Po pierwsze, jeśli ktoś miałby odwagę się do tego przyznać, to byłby to przede wszystkim John (myślę że nawet mimo jego wcześniejszych wpadek z Jezusem), a tym czasem w tym samym roku wygadał się Paul i jakoś nawet mu się tak bardzo nie oberwało.
Po drugie, John zawsze pod3mywał swoją wersję, nawet po rozpadzie Beatlesów, w latach `70, wtedy i to jeszcze po tylu latach mógłby się bez problemu przyznać. Przecież nikt by chyba nie zrobił mu takiego cyrku jak za jezusa za to, że pierwsze litery tytułu jego piosenki oznaczają kwas, no i cóz wielkiego, afera? Nawet jakby był tytuł "LSD", to co?
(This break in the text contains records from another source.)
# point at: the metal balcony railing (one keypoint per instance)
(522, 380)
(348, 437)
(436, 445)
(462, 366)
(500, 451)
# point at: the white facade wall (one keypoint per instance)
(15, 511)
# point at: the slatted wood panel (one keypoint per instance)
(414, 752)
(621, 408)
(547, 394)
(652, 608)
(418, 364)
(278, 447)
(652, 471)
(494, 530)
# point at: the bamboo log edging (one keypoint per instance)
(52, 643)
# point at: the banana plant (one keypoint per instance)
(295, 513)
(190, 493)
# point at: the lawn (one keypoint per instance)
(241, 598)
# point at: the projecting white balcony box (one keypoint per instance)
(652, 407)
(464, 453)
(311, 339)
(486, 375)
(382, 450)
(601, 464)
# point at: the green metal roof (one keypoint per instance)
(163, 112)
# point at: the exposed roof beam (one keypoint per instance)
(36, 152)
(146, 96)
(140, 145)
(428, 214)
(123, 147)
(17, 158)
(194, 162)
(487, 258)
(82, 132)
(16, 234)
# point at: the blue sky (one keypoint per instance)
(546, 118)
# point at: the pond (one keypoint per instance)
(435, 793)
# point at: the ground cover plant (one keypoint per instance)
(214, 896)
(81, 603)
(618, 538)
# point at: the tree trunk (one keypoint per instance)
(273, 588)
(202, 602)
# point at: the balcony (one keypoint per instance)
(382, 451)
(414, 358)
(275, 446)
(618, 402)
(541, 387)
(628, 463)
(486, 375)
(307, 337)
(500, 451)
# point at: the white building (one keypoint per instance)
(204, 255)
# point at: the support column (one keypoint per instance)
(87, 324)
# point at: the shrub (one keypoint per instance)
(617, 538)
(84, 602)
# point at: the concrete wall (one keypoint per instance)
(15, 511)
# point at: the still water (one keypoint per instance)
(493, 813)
Przecież nie namawia nikogo w tym utworze do brania dragów, a gdzie wolność słowa?
A co do rzekomej śmierci Paula to te znaki się zaczynają już od Peppera, no nie?
Wg niektórych stron internetowych pierwsze znaki były już w Yesterday (a to ciekawe, jak wypadek Paula miał być w 1966), ale myślę że jakby ktoś się przyłożył to pierwszych znaków doszukałby się już w Hamburgu w 1960r.